DME in crosshairs as well
CEO White noted that many other uveitis studies excluded patients with a history of glaucoma or who might be on topical therapy. "It's an important thing to put that into context," he said. "Despite taking these patients that are potentially at high risk for developing pressure, this lower rate is reassuring when you're evaluating this treatment with other treatments out there."
Clearside went public in June 2016, offering 7.2 million common shares priced at $7 apiece to raise $50.4 million.
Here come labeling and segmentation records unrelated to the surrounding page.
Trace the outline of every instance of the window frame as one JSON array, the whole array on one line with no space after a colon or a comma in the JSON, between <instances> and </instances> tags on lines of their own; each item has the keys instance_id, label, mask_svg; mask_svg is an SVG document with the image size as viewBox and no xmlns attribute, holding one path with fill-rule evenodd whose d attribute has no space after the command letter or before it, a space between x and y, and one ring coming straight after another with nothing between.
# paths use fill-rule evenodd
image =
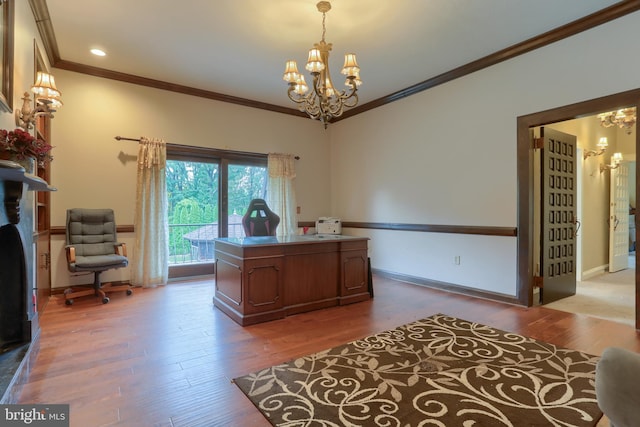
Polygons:
<instances>
[{"instance_id":1,"label":"window frame","mask_svg":"<svg viewBox=\"0 0 640 427\"><path fill-rule=\"evenodd\" d=\"M218 230L219 237L227 237L229 230L229 165L247 165L267 167L267 154L244 151L222 150L218 148L195 147L179 144L167 144L167 160L218 163ZM205 276L214 274L215 263L198 263L169 266L169 278Z\"/></svg>"}]
</instances>

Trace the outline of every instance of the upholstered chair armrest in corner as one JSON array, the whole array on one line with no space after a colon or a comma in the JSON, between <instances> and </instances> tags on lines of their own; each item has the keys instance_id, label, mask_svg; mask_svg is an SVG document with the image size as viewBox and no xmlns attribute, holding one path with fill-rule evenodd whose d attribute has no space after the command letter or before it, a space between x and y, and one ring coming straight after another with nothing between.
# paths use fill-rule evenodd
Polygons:
<instances>
[{"instance_id":1,"label":"upholstered chair armrest in corner","mask_svg":"<svg viewBox=\"0 0 640 427\"><path fill-rule=\"evenodd\" d=\"M640 354L617 347L606 348L596 366L596 398L612 426L638 426Z\"/></svg>"},{"instance_id":2,"label":"upholstered chair armrest in corner","mask_svg":"<svg viewBox=\"0 0 640 427\"><path fill-rule=\"evenodd\" d=\"M72 264L76 262L76 248L72 245L64 247L64 251L67 253L67 263Z\"/></svg>"},{"instance_id":3,"label":"upholstered chair armrest in corner","mask_svg":"<svg viewBox=\"0 0 640 427\"><path fill-rule=\"evenodd\" d=\"M127 256L127 244L126 243L115 243L116 253L118 255L122 255L123 257Z\"/></svg>"}]
</instances>

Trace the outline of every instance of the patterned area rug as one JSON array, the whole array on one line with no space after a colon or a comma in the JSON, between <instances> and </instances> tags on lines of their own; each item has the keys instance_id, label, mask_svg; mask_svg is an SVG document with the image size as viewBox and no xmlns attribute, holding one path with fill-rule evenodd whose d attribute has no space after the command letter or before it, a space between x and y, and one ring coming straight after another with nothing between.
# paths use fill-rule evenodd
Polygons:
<instances>
[{"instance_id":1,"label":"patterned area rug","mask_svg":"<svg viewBox=\"0 0 640 427\"><path fill-rule=\"evenodd\" d=\"M595 426L598 359L437 314L234 382L275 426Z\"/></svg>"}]
</instances>

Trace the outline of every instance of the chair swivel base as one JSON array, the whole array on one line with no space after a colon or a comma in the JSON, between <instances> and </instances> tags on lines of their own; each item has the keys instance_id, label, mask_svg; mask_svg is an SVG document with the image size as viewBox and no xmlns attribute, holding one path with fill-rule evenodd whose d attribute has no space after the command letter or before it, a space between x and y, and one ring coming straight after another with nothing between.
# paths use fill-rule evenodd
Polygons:
<instances>
[{"instance_id":1,"label":"chair swivel base","mask_svg":"<svg viewBox=\"0 0 640 427\"><path fill-rule=\"evenodd\" d=\"M102 298L103 304L107 304L109 302L109 297L107 296L107 293L118 292L118 291L125 291L127 295L133 294L131 285L128 283L123 283L120 285L116 285L112 283L104 283L101 286L97 286L97 287L92 285L90 289L67 288L64 290L64 303L66 305L72 305L74 298L83 297L87 295L95 295L97 297Z\"/></svg>"}]
</instances>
Founded in 2011, the company pulled down a $4 million series A financing the following year from Hatteras Venture Partners to advance the platform, discovered through a multiyear collaboration between the laboratories of Mark Prausnitz, professor of chemical and biomolecular engineering at the Georgia Institute of Technology, and the late Henry Edelhauser, who was professor in the department of ophthalmology at Emory University School of Medicine and director of research for the Emory Eye Center. (See BioWorld Today, June 3, 2016.)
Cowen analyst Boris Peaker last month predicted Peachtree's positive outcome. "To date the company has tested CLS-TA in about 650 administrations to about 400 patients and thus far no serious AEs have been reported," he wrote in a report. "Intravitreal steroid injection is associated with increased IOP and this side effect is particularly concerning clinically, specifically IOP spikes to 40-50 mmHg." Ozurdex (dexamethasone intravitreal implant, Allergan plc), a treatment for uveitis and macular edema, has turned up a 37 percent incidence of any IOP AE and 6 percent of patients with levels of at least 35 mmHg. IOP-lowering procedures, surgical or laser, were used for 1.2 percent of patients in Ozurdex trials. IOP tends to increase with each Ozurdex treatment cycle and return to baseline between cycles.
"We believe that these safety observations for CLS-TA are very important to its approval and commercial adoptions, and will be of high interest to investors," he said.
In November, Clearside offered preliminary data from a phase I/II exploratory trial with CLS-TA for diabetic macular edema (DME) with and without intravitreally injected Eylea (aflibercept, Regeneron Pharmaceuticals Inc.). During the Retina Subspecialty Day of the American Academy of Ophthalmology meeting in New Orleans, results from the Hulk trial showed a visual benefit for patients receiving CLS-TA, with a greater benefit in treatment naïve eyes. Anatomic improvement turned up in all treated eyes, with more than two-thirds of those eyes achieving a greater than 50 percent reduction in excess central retinal thickness based on monthly measurements through six months after initial treatment. In the treatment-naïve group, 40 percent of patients did not require retreatment over the entire six months, with 20 percent needing just one.
DME is the most common cause of vision loss in people with diabetes.
Finding a new way to attack DME has been the ambition, too, of Reykjavik, Iceland-based Oculis SA, which at the start of this year cleared a path for its lead program, OC-118, to become the first non-invasive treatment. The firm raised CHF20 million (then US$20.3 million) in a series B round to enable the finish of an ongoing phase IIb trial and filing of the IND for a U.S. phase III. Success in phase III could lead to approval as soon as 2021, for the first eye drops for treating DME.
OC-118, formulated with nanoparticle delivery technology developed by the scientific co-founders of Oculis, led to a statistically significant and clinically meaningful improvement in visual acuity and a reduction in central macular thickness in two phase IIa trials carried out in Japan. The effect seen in the trials was comparable to that achieved with invasive treatments delivered by intraocular injection or steroid implants, the company said. (See BioWorld, Jan 4, 2018.)